Whether in the form of civil lawsuits or federal governmental enforcement, Texas employers can expect increased scrutiny of their wage and hour practices in 2010 and beyond. Wage and hour lawsuits have been on a steady rise across the country, including in Texas, over the last decade. During this period, cases filed in Texas federal courts under the Fair Labor Standards Act ("FLSA"), which establishes minimum wage, overtime pay, and recordkeeping standards for employers covered by the Act, increased nearly 400 percent, from 108 cases filed in 2001 to 525 in 2009. This trend is likely to continue. In fact, in 2009, FLSA cases filed in Texas federal courts increased more than 50 percent from the previous year.

Litigation is not the only source of potential challenges to Texas employers' wage and hour practices.
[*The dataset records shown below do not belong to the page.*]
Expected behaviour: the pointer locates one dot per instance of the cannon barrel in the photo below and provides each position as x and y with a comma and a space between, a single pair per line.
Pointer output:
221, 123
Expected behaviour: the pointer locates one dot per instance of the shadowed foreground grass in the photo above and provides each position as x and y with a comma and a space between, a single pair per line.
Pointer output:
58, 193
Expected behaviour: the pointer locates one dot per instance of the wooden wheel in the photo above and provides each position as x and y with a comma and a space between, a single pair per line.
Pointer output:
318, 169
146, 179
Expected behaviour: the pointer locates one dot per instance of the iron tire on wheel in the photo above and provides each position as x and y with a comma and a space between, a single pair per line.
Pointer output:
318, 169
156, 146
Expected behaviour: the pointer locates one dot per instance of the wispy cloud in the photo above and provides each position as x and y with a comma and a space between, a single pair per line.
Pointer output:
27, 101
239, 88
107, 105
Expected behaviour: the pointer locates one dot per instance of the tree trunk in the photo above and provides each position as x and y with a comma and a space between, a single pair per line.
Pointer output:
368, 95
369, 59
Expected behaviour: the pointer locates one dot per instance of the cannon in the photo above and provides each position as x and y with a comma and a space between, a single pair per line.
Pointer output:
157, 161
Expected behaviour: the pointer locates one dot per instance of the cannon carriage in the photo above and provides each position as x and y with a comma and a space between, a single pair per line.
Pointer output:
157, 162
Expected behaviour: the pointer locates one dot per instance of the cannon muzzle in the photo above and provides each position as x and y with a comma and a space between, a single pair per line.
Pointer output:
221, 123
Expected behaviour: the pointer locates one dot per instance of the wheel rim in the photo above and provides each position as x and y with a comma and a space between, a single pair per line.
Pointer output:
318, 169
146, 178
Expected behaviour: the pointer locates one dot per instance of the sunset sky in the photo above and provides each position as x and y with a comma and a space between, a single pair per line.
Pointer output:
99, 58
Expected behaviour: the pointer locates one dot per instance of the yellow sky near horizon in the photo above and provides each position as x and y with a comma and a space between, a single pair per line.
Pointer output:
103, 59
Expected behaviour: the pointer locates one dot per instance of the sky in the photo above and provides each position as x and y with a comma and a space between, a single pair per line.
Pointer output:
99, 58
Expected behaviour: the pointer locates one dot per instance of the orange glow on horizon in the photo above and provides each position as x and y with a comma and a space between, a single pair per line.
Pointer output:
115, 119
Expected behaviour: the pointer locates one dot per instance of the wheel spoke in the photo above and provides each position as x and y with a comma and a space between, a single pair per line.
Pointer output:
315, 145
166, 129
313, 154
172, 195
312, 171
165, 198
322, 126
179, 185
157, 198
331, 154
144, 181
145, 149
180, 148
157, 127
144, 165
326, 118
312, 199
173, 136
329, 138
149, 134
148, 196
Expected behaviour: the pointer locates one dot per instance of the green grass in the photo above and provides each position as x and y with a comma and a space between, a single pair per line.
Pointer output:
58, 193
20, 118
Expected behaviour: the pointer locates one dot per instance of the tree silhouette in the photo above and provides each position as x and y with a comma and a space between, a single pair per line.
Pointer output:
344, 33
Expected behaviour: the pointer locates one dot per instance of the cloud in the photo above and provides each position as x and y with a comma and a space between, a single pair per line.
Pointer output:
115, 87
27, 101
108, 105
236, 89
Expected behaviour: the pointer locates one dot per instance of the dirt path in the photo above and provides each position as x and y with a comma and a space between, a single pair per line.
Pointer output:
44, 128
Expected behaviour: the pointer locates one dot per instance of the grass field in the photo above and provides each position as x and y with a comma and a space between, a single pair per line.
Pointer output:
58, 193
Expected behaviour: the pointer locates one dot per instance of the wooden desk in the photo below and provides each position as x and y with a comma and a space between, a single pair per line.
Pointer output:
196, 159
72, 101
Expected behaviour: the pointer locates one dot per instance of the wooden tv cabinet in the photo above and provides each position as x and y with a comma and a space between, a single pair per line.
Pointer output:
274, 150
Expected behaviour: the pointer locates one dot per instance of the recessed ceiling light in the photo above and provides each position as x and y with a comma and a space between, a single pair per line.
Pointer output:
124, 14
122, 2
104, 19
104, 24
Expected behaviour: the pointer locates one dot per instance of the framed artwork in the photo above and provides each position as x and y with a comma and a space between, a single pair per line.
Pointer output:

With an increased budget and plans to ramp up enforcement, the Department of Labor's Wage and Hour Division, which is responsible for enforcing the FLSA, hired 250 more investigators in 2009, has announced plans to hire more, and is taking steps to focus its resources on enforcement activities. In addition, the DOL recently announced a significant change to its long-standing practice of providing specific guidance to employers on wage and hour compliance issues through the use of Opinion Letters. Rather than providing "definitive opinion letters in response to fact-specific requests submitted by individuals and organizations," the DOL will now issue "Administrator Interpretations" whenever it deems appropriate in an attempt to "clarify the law as it relates to an entire industry, a category of employees, or to all employees."[1] This change, based in part on the DOL's conclusion that its resources were better used elsewhere, potentially limits Texas employers' ability to obtain clear guidance on important wage and hour issues.

As the scrutiny of wage and hour practices continues to intensify, Texas employers should consider taking action now to reduce risks and ensure compliance. Steps taken in advance of any threat of litigation may prevent, or reduce the impact of, DOL enforcement actions and/or private causes of action for wage and hour violations and are usually far cheaper and less burdensome than those compelled as a condition of settlement or judicial decision. These steps include conducting periodic internal audits as well as employing strategies to effectively review and modify policies and practices regarding employee compensation. Such strategies, as well as the goals of internal audits, are discussed in more detail below.

Wage and Hour Litigation

Wage and hour litigation generally involves claims that an employer has failed to properly pay an employee, or a group of employees, all wages due in accordance with federal or state wage and hour laws. While state wage and hour statutes often impose significant requirements on employers, this article focuses on the FLSA, which establishes minimum wage, overtime pay, recordkeeping, and youth employment standards for employers covered by the Act. Although FLSA litigation can involve a variety of claims, two of the most common are misclassification claims—i.e., allegations that an employer has misclassified an employee, or a group of employees, as exempt from the FLSA's overtime requirements—and "off-the-clock" claims—i.e., allegations that an employee, or group of employees, has not been paid for all of the time they worked for the employers.[2]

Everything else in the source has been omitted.